When Darryl was about 12 a friend who had a sister at the University of Minnesota played him the first Bob Dylan album. Holter found it exciting: basic, with lyrics worth listening to, as opposed to the suburbanized country music he heard on the radio. Around the time of his confirmation, age 14, there was a young (Lutheran) pastor who had brought a genuine folk-singer to lead a little hootenanny around the campfire. They were all sitting around singings songs that had come out of the civil rights movement in the South: “Kumbaya” and “We Shall Overcome,” etc. When they passed the guitar to young Darryl, he played Dylan’s version of “Baby Let Me Follow You Down” The response was positive and he came away more interested in the folk scene.
I remembered the controversy when Dylan went electric. A lot of folks
were upset, but not me. – Darryl Holter
The Music
Holter went to the University of Minnesota for college and as the Vietnam war escalated, he became involved in the anti-war movement. This led to protest songs by people like Pete Seeger and Phil Ochs. In graduate school, in Madison, Wisconsin, he worked as a teaching assistant and got involved in organizing a union. Soon he was doing old labor union songs and writing a few of his own. He worked for the AFL-CIO in Wisconsin and played in a few concerts with Pete Seeger, Arlo Guthrie, Joe Glazer, and a close friend from Milwaukee, Larry Penn. He played at picket lines and rallies from one end of the state to the other. Holter wrote about 40 songs over the course of several years. Taped on a little cassette and then tossed into a drawer. He wrote 40 songs that no one had ever heard.
When I moved to LA I began to move my music away from politics and toward what might be called more reflective songs with themes of love and loss, memory and imagination, humor and noir. – Darryl Holter
Then finally he decided to take the best songs and recorded a CD. Holter teamed up with Ben Wendel and together they selected the ones to record. As they neared the end of the recording sessions, Darryl had the urge to write new material. Out of this desire came “Don’t Touch My Chevy” and “Blues in Your Pocket” and they added them to his first album.
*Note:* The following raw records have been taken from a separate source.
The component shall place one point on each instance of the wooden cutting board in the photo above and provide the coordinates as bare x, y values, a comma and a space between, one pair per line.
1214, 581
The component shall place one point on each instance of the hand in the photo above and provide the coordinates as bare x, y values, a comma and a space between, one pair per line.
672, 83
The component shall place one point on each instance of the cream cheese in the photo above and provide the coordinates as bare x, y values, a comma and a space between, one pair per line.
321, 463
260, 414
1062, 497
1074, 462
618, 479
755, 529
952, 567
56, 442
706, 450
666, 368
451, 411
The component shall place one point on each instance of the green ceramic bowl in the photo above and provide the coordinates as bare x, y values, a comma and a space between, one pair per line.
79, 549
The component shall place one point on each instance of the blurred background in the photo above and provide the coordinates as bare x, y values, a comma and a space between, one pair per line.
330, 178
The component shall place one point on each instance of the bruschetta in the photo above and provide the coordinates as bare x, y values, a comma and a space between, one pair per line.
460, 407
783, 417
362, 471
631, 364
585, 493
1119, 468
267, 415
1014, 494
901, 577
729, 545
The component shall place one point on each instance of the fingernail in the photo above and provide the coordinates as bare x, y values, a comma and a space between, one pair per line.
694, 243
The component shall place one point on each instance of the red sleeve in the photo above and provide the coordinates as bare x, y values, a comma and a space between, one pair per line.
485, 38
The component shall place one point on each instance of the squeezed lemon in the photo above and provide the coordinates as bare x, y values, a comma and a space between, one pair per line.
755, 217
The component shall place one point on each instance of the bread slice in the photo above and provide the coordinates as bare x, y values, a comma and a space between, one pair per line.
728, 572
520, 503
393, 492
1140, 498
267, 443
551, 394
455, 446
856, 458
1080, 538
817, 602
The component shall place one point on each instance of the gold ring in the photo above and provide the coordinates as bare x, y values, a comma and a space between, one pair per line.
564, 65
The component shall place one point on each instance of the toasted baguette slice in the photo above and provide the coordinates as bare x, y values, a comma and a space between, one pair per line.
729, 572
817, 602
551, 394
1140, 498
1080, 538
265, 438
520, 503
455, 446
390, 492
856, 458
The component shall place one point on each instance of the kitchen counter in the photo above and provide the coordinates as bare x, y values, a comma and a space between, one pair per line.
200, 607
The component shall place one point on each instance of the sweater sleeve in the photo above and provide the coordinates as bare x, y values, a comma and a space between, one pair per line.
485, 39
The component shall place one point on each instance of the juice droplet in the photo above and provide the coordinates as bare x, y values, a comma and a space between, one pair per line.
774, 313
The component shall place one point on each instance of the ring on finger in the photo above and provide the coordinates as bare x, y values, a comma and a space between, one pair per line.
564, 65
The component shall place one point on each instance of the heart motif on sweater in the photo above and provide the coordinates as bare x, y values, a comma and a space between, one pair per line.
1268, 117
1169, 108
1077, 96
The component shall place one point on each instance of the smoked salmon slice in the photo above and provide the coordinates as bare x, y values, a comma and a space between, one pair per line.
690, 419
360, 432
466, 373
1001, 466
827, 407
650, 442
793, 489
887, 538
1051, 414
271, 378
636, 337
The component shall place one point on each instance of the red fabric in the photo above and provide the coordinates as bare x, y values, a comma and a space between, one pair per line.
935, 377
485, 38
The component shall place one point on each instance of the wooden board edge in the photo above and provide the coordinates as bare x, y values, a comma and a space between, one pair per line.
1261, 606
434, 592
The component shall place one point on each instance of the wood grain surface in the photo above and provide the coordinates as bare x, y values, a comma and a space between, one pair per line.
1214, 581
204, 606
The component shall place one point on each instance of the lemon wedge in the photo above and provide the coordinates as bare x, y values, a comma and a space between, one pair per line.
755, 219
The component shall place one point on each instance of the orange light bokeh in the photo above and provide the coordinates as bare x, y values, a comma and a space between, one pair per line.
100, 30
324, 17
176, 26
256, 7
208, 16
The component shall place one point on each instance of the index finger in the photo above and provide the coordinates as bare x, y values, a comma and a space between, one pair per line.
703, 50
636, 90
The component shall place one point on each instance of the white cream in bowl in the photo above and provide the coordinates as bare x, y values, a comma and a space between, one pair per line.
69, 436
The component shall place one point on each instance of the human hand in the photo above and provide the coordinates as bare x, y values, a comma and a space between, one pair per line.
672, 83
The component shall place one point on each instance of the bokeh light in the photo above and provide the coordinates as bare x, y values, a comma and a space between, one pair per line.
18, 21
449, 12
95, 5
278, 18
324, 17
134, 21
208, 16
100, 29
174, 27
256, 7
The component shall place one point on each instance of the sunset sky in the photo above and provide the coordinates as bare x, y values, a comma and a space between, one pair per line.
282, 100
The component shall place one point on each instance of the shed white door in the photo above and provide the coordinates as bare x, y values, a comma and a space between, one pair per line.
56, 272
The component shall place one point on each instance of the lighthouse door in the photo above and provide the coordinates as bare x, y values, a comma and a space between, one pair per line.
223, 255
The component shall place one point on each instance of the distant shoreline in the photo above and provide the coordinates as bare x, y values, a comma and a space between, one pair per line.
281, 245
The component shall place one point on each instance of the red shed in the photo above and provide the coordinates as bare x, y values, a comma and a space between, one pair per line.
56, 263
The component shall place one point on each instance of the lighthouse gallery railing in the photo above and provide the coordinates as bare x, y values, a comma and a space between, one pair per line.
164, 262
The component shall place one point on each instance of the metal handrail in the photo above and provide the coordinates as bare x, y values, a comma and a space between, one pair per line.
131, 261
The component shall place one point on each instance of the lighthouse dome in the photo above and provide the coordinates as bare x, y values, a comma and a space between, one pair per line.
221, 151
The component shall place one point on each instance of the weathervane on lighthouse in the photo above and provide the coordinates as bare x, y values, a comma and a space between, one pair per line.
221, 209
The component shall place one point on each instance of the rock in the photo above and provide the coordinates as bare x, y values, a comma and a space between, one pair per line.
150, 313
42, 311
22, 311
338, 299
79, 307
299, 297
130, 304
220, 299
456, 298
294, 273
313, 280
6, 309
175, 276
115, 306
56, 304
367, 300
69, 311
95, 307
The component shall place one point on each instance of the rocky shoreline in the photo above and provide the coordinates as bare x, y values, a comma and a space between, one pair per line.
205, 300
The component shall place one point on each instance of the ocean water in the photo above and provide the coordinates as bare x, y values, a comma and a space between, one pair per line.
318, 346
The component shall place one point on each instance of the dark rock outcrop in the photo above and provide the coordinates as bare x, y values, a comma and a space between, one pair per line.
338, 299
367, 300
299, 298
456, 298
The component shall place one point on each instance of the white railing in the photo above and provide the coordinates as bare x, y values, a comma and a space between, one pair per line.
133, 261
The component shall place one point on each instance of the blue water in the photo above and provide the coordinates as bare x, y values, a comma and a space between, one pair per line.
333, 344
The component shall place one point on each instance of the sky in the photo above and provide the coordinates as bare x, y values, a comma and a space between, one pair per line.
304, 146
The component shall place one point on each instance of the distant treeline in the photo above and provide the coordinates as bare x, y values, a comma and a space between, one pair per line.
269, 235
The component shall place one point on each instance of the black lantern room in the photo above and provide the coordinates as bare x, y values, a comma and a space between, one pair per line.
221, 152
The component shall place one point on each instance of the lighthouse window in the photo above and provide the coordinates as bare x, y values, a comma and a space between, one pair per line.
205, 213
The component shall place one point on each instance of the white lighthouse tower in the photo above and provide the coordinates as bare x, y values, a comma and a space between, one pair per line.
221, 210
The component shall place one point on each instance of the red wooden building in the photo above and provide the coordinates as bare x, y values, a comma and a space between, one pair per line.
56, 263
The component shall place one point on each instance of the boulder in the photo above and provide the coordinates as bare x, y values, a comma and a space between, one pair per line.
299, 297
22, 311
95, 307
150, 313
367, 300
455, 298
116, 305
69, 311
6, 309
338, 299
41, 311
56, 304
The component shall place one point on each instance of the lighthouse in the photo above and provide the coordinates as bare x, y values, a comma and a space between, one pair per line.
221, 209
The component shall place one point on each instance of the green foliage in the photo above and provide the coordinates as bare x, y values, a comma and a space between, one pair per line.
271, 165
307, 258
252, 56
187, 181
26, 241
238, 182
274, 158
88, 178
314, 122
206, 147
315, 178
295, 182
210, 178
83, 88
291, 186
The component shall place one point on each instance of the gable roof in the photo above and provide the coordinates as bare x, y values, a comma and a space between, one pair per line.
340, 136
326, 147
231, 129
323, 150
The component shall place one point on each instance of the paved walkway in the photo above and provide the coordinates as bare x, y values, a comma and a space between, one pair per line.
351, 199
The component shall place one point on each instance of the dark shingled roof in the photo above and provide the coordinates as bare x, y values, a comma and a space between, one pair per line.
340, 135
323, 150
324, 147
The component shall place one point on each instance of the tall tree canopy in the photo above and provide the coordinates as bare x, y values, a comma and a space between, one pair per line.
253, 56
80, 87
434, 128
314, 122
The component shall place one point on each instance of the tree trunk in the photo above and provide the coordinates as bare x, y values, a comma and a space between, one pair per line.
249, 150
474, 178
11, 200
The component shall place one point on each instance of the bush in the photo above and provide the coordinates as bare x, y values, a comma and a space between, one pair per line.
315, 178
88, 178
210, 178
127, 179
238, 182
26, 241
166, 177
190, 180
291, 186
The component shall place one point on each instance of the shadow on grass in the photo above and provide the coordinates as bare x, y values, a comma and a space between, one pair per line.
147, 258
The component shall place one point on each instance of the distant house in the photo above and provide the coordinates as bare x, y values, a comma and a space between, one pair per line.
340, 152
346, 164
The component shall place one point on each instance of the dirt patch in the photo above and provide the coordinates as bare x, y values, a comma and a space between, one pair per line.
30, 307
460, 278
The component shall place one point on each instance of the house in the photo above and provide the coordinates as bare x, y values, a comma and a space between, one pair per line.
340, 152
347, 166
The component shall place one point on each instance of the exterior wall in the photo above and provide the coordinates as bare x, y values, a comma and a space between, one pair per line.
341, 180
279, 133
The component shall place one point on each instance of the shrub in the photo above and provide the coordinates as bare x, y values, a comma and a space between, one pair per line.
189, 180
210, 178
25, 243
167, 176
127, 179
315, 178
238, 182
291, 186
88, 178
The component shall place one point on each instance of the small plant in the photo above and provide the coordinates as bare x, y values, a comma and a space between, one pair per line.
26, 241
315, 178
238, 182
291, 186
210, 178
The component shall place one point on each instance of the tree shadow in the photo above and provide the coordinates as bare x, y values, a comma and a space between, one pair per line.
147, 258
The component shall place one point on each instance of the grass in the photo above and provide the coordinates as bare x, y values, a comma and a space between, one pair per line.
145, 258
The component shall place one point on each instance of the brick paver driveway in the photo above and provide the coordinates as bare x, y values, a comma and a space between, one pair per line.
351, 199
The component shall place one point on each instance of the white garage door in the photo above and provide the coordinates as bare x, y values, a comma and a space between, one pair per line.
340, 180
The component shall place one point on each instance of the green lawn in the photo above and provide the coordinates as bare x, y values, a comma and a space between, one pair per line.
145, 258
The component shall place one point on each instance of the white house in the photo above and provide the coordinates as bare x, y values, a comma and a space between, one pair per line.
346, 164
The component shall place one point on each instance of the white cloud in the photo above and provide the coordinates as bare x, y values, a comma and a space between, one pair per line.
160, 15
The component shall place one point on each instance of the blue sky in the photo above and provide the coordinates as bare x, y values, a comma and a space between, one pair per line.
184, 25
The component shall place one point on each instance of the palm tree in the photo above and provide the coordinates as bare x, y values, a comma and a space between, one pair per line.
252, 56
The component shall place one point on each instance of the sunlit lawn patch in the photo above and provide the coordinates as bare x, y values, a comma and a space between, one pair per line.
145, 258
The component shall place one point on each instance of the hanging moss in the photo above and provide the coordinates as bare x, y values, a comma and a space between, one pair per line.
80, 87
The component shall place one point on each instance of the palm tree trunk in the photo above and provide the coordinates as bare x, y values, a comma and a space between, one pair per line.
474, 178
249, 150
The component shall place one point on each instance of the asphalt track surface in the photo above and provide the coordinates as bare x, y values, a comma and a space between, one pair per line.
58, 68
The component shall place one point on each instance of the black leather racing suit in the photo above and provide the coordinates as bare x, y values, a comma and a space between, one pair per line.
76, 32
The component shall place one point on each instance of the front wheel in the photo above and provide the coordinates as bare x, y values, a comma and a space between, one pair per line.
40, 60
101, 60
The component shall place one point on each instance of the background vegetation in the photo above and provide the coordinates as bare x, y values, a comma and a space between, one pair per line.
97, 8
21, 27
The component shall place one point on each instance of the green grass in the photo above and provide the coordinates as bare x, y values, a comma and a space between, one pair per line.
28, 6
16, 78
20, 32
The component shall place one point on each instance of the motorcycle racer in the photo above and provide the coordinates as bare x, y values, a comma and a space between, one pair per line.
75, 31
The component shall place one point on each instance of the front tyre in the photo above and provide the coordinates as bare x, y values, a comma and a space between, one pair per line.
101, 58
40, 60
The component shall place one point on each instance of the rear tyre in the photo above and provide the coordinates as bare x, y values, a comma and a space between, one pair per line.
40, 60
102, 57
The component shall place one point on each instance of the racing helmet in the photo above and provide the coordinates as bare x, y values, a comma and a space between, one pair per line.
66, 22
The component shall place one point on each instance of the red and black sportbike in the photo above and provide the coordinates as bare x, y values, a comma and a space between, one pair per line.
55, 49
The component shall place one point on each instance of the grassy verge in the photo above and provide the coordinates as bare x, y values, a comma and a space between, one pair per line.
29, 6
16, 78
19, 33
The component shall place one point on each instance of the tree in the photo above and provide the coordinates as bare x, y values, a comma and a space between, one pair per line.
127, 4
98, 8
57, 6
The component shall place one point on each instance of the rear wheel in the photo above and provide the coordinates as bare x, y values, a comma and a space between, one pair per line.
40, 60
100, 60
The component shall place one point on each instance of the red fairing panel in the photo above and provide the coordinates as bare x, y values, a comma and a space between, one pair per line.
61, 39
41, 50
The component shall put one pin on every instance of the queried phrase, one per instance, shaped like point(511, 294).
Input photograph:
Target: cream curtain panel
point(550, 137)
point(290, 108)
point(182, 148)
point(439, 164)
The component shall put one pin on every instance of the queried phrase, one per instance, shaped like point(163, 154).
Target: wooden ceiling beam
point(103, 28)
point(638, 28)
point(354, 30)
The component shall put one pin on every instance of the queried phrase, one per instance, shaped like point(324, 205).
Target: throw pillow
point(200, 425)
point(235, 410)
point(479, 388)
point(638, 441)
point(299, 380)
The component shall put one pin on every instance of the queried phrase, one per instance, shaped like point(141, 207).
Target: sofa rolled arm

I met Ben Wendel and we hit it off well. He listened to about 20 of my songs and we selected the ones for the CD. Rehearsals at Local 47 were really fun for me because I had never heard any of my songs with anyone playing except me. The songs are like my little children and I could see them developing before my eyes (and my ears) under the direction of Ben and the skills of Tim, Nate, Billy, and later Greg, Nels, and Julia. Recording at Capitol Records in Hollywood was an experience to remember for me. As we neared the end of the recording sessions, I experienced this strange desire to write new songs. It was as if this first group of songs was going out the door and a new batch needed to be created. – Darryl Holter
Darryl continues to record having recently released his new Roots & Branches album in 2018.